The icy regions of the Rwenzoris certainly fit this description. Straddling the border between Uganda and the Democratic Republic of the Congo, the glaciers there remain largely unmapped and under-studied by scientists due in part to their remoteness and the long conflict on the Congolese side. To get there, Thymann – whose photographic work normally graces magazines like i-D and Wired – traveled eight hours overland from Kampala, where the foothills first begin to emerge from the hot, humid rainforests. There, he joined rangers from the Rwenzori Mountain Service for a nine-day expedition to the summits of Mt Speke, Mt Stanley and Mt Baker: fabled highlands which were labelled on early maps as the ‘Mountains of the Moon’ by cartographers like Ptolemy. As Thymann points out, the ancient name fits perfectly given the stark contrast to the rest of Africa.

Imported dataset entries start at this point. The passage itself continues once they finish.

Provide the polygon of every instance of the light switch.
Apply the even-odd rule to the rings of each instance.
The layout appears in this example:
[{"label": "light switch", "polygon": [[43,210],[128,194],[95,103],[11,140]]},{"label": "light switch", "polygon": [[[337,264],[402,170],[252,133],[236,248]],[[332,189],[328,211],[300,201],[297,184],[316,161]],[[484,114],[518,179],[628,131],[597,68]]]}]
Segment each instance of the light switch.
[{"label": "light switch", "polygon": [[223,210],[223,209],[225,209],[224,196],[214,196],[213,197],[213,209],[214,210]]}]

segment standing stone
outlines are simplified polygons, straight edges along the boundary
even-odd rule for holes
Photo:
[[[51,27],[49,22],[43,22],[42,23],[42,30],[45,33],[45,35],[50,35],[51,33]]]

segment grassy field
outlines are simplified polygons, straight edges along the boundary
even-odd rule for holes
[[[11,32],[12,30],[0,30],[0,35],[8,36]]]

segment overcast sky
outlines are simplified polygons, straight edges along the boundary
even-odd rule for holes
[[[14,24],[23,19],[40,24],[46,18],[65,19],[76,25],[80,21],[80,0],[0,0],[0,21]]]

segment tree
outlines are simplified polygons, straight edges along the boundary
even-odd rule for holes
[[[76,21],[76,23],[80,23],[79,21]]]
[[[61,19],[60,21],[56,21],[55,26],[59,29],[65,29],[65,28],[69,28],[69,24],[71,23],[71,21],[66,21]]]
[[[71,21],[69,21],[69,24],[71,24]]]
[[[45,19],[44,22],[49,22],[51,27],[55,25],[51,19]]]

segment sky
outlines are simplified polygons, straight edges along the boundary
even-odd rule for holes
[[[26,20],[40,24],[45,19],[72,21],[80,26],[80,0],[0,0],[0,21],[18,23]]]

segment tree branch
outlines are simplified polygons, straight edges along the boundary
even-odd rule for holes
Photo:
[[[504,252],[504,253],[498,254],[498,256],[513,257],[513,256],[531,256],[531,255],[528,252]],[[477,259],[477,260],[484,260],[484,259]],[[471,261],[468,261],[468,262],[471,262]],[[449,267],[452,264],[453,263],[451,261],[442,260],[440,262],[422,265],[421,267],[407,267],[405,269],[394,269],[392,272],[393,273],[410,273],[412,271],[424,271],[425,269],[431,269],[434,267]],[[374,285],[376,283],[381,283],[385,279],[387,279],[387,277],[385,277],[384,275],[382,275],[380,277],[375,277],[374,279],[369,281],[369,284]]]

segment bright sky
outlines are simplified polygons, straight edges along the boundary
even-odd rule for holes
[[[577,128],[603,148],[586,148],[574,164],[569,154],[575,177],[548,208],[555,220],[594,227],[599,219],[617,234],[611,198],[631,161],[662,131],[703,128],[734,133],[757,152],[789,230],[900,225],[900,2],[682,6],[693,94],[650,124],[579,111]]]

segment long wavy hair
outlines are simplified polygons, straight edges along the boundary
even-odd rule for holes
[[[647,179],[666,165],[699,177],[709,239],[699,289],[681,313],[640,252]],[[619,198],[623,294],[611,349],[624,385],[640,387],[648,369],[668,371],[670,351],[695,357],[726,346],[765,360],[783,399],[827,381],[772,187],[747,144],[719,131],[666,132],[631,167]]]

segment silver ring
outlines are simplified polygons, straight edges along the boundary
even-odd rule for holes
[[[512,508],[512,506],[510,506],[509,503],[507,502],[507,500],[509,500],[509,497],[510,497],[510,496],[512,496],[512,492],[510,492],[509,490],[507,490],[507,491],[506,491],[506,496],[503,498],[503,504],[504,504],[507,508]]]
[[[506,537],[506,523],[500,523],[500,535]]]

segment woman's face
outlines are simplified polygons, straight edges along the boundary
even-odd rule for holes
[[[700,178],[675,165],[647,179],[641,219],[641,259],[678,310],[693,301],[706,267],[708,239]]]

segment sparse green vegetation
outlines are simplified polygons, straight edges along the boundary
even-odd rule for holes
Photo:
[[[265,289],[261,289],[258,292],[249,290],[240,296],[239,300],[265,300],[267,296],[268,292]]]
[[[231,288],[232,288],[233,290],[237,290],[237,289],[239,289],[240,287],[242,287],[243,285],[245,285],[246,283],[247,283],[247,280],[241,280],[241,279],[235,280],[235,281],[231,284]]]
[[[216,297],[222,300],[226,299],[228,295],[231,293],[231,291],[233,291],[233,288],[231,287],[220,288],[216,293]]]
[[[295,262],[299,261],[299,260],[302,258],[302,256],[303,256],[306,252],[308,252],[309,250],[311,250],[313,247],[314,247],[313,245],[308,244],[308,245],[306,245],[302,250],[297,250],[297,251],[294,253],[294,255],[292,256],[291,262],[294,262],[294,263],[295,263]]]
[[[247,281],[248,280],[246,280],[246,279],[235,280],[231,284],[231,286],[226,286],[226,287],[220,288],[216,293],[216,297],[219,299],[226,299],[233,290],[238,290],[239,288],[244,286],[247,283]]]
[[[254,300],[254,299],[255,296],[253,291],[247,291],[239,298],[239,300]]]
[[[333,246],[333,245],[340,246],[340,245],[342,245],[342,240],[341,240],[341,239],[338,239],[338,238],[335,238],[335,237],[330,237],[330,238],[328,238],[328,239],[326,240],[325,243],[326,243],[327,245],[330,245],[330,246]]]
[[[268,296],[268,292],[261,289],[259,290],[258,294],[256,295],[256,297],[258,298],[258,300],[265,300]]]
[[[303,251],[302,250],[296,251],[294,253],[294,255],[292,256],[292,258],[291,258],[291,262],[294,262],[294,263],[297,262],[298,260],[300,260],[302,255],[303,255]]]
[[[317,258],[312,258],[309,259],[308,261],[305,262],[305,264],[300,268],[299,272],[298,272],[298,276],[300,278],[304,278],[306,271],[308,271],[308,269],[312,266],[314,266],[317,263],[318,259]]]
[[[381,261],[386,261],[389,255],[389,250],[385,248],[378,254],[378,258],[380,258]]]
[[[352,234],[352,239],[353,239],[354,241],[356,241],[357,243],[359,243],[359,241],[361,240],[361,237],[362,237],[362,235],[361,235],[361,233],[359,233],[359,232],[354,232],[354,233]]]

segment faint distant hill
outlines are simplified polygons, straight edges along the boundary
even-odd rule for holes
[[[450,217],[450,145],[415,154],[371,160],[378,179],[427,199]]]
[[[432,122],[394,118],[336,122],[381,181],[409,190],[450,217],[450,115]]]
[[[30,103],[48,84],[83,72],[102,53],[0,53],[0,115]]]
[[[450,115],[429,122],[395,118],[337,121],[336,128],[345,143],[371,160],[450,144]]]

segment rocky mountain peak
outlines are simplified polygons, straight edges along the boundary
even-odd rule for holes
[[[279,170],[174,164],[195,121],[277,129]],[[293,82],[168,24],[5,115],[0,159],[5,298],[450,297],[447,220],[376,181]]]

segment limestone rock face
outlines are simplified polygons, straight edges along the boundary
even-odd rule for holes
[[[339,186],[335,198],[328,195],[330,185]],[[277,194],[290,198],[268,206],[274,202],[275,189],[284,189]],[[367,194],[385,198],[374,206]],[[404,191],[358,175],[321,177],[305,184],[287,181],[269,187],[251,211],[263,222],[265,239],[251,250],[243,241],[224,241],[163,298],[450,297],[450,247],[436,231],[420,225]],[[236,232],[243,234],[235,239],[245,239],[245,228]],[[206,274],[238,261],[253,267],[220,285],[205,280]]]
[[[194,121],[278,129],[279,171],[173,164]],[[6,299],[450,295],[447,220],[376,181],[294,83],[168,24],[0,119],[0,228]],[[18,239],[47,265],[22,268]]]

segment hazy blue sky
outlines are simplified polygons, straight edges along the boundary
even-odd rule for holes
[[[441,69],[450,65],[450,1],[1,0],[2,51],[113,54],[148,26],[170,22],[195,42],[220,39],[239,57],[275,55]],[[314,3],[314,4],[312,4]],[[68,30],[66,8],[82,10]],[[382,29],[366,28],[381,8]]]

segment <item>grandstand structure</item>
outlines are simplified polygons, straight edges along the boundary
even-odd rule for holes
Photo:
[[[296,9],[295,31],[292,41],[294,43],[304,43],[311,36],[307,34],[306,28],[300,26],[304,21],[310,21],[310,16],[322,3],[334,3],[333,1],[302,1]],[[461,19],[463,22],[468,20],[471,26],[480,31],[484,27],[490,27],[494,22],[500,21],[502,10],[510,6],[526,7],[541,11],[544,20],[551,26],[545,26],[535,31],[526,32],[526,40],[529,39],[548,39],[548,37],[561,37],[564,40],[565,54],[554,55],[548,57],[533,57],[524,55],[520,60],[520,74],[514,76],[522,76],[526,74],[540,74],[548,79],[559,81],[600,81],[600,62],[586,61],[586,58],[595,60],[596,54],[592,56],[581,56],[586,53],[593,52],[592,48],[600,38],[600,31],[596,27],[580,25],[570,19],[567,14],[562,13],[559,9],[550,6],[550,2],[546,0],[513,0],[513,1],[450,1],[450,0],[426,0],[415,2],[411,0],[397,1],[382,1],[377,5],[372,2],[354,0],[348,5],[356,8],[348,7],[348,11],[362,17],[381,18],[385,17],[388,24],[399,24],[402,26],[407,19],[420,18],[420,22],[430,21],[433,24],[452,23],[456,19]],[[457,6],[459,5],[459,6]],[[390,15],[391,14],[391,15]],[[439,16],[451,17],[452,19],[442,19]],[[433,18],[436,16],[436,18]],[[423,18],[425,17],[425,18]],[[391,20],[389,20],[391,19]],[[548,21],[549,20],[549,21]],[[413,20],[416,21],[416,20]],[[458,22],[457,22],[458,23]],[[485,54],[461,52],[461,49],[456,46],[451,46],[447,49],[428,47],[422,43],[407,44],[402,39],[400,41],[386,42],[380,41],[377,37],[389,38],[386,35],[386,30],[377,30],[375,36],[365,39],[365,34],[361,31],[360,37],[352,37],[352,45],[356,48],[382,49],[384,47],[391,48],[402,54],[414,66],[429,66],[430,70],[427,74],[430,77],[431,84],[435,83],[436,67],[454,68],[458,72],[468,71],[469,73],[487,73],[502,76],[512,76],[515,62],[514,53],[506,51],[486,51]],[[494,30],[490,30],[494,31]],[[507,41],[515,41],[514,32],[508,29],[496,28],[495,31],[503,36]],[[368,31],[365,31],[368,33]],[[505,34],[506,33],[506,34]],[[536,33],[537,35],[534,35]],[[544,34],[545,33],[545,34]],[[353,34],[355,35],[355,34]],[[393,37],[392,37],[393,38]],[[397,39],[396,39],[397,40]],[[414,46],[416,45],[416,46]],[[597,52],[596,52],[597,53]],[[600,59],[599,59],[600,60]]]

“Climbing up through the jungle was surreal and beautiful,” he recalls. “In about a day’s walk you can go from seeing chameleons to seeing glaciers.”

Project Pressure
Project Pressure

After photographing the glaciers on the Ugandan side (and carefully noting their GPS co-ordinates and a bearing, as he does for each image), Thymann and the team set out to cross the border. Using the trail from an outdated topographical map from the 1980s overlaid onto a modern GPS, they forged a path into the Congo. After hours of often laborious trekking and hacking through foliage, the team finally emerged to a view of the range’s Western slopes.

“Seeing these glaciers, as possibly the first people to see them in decades, was a special moment,” says Thymann. “Instead of just documentation, the expedition became one of exploration and discovery. We started Project Pressure as an art and public awareness project, but the more we talk to scientists the more we’re realising that these images can provide a valuable source of data for researchers, especially in places where such data is scarce.”

Project Pressure
Project Pressure

Having already visited Montana and Alaska in the US, plus Argentina, Ecuador, Switzerland, Spain, Greenland and Nepal, the project’s expedition phase is now well on its way to completion. Once Papua New Guinea, Bolivia, Kamchatka and a handful of other sites have been documented, the photographs will form a touring exhibition and, alongside images from NASA, a global glacier atlas. Perhaps most exciting for those inspired to follow in Thymann’s footsteps will an interactive online tool, where members of the public will be able to upload and compare their images, building a valuable timeline of these fragile white spaces.